俺の答えを聞いた姉貴は正面の椅子に座ると、真剣な表情を崩さないまま静かに尋ねてくる。


「……遊んでて楽しいし、見た目も可愛い」

「それだけなの?」

「な、なんだよ……」


姉貴の表情は真剣なのを通り越して、なんだか怖い……。

いつもと打って変わって、言葉少なに俺の話を聞いていたかと思えば、


「はぁ……憂ちゃんがここまで薄っぺらいなんて……。
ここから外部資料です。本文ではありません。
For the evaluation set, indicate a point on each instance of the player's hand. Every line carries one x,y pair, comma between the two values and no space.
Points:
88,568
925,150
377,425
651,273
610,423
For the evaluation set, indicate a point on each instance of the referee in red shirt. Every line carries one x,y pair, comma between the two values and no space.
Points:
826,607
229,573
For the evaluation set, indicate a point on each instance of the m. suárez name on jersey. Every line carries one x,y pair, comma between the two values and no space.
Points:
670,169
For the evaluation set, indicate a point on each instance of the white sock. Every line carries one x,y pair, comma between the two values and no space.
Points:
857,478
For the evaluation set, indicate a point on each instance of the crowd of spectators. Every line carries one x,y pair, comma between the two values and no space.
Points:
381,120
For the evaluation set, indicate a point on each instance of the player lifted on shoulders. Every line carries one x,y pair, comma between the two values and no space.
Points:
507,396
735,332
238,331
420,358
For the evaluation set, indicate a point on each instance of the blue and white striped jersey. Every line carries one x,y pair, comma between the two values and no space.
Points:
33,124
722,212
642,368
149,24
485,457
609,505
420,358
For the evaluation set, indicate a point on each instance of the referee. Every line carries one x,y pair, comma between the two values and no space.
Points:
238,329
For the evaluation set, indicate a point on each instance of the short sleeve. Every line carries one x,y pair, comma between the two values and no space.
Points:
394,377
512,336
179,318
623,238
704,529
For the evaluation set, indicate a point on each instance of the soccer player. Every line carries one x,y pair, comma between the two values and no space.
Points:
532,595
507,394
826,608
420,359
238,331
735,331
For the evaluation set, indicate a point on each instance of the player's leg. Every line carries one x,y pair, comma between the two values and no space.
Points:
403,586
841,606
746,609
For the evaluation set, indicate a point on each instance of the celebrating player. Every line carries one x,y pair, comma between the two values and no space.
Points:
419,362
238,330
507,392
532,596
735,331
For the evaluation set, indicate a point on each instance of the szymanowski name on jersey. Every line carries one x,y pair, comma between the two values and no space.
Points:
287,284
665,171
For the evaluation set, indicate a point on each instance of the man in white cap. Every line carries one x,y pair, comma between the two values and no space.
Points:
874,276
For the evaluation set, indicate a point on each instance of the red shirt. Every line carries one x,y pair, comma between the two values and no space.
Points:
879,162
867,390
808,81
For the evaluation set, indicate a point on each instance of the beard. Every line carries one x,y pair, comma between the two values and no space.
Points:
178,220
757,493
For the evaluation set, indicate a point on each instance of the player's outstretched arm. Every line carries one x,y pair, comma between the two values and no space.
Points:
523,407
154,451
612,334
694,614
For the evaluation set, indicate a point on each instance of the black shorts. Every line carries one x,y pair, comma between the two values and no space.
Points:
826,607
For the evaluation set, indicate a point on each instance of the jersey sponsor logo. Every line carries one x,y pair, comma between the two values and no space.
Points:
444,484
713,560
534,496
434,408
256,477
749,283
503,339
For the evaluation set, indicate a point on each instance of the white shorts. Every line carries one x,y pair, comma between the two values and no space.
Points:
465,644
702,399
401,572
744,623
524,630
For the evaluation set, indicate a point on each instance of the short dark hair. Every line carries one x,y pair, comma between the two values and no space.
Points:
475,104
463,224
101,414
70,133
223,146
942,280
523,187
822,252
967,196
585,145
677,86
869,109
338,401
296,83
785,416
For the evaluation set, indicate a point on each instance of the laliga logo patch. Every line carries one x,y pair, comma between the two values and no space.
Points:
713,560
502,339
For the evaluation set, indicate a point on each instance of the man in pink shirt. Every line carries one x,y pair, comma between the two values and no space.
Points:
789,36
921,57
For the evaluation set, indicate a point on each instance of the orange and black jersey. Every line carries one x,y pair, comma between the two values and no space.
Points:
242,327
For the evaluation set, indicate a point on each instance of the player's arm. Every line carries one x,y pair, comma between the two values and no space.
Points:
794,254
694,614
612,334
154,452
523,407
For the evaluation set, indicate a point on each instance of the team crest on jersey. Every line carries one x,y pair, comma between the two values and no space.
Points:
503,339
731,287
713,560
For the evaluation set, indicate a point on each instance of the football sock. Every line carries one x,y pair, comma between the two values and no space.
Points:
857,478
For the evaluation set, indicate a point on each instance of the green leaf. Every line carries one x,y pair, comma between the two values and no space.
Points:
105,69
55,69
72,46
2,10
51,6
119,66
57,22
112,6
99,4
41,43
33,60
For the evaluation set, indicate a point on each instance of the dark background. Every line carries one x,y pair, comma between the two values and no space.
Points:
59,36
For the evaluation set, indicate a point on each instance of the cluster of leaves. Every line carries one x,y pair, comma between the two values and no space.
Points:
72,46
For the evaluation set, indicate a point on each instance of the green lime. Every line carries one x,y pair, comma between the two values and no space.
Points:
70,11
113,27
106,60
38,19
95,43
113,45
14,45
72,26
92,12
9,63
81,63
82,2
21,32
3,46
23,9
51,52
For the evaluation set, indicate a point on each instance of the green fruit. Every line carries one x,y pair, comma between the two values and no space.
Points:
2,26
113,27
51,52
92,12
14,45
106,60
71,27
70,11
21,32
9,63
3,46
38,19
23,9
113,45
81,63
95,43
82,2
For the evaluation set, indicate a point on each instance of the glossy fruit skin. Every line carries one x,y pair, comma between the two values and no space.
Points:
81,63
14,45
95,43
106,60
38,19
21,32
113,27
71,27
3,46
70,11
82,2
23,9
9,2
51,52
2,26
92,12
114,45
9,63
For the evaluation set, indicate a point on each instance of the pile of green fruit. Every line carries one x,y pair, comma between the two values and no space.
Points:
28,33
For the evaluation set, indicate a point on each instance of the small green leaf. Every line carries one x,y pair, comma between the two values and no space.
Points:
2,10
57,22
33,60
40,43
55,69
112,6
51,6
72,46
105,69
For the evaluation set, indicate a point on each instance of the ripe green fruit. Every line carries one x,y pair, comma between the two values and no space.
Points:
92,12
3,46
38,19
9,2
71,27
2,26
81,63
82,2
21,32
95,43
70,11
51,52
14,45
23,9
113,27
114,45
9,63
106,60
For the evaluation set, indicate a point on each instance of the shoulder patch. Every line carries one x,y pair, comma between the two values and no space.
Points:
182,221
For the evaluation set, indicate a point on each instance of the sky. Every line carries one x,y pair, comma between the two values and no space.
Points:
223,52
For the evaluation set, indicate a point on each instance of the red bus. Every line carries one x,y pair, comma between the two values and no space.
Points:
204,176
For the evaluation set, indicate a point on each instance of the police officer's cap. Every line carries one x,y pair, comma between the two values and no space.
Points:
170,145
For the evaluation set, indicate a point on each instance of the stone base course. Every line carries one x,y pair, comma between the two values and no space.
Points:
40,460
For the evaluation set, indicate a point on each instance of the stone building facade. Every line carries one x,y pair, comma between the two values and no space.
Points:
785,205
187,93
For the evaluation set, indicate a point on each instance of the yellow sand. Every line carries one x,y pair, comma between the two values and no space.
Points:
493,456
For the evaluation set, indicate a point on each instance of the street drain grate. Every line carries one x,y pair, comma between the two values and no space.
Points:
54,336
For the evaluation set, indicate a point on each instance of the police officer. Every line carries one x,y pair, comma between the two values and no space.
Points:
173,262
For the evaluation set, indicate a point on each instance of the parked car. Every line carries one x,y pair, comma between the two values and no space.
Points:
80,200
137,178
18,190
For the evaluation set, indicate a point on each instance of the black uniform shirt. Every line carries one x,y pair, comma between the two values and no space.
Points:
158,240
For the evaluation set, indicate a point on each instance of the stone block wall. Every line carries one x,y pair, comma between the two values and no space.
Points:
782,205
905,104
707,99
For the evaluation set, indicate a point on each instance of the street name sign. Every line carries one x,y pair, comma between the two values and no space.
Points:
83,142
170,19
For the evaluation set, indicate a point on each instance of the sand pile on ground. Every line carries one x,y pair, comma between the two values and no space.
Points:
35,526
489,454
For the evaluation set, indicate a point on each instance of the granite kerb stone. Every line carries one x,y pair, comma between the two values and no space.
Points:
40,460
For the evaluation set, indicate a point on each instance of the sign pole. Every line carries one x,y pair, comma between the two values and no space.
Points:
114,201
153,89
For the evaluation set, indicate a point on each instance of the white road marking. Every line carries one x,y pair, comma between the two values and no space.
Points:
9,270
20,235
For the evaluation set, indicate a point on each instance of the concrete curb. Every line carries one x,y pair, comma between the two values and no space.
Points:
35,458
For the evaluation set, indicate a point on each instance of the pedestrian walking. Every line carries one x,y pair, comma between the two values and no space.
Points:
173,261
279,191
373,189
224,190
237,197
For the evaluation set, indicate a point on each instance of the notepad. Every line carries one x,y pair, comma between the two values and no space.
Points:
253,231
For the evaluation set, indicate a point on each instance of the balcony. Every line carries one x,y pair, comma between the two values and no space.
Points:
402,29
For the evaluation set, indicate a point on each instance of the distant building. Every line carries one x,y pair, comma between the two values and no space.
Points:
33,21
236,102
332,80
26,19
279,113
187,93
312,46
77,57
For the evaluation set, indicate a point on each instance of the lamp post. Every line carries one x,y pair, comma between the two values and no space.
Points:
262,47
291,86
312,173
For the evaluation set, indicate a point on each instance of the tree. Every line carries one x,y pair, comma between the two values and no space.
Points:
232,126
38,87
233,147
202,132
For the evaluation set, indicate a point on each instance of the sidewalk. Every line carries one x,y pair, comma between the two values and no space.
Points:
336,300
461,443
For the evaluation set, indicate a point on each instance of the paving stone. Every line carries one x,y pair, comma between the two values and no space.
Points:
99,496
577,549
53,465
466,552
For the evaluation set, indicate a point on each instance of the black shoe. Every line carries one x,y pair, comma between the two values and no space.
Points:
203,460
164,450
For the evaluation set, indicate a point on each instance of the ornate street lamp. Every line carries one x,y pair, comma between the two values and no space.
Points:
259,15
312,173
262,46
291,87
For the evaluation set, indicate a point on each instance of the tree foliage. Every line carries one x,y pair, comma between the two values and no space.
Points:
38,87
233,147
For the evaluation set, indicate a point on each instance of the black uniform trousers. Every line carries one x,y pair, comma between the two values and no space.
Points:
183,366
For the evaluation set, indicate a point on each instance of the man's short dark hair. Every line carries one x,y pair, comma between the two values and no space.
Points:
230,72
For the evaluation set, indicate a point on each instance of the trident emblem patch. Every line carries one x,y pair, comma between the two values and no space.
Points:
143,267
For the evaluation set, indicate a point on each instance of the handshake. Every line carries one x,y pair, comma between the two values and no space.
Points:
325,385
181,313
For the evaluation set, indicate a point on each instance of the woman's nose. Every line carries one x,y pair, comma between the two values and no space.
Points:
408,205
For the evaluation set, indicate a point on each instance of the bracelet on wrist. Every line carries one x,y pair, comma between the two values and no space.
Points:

こんな男、雨花ちゃん別れて正解だわ」


盛大な溜め息と共に呆れ切った声で吐き捨てるように俺を罵倒する始末。

腕も足も組んで更に大きな溜め息を吐く姿は、これでもかってくらい態度が悪い。

まさか雨花の肩を持つとは思わず、

「ど、どういう意味だよっ!」

その態度の悪さも相俟って腹が立ったから負けじと声を上げれば、


「見た目が可愛いなんて理由で、優しくしてくれた女の子と別れちゃう男なんて薄っぺらいって言ってるの!」

「……うっ」


何とも言い返せないくらい真っ当なことを言われて、思わず口を噤んでしまった。

母親が出張中の間に代わりにご飯を用意してくれる優しい彼女。
一瞬しか会ってないけど、あの状況を見て少なくとも姉貴にはそう映っていたらしい。

それがあながち外れていないから、俺も何とも言えなくなる……。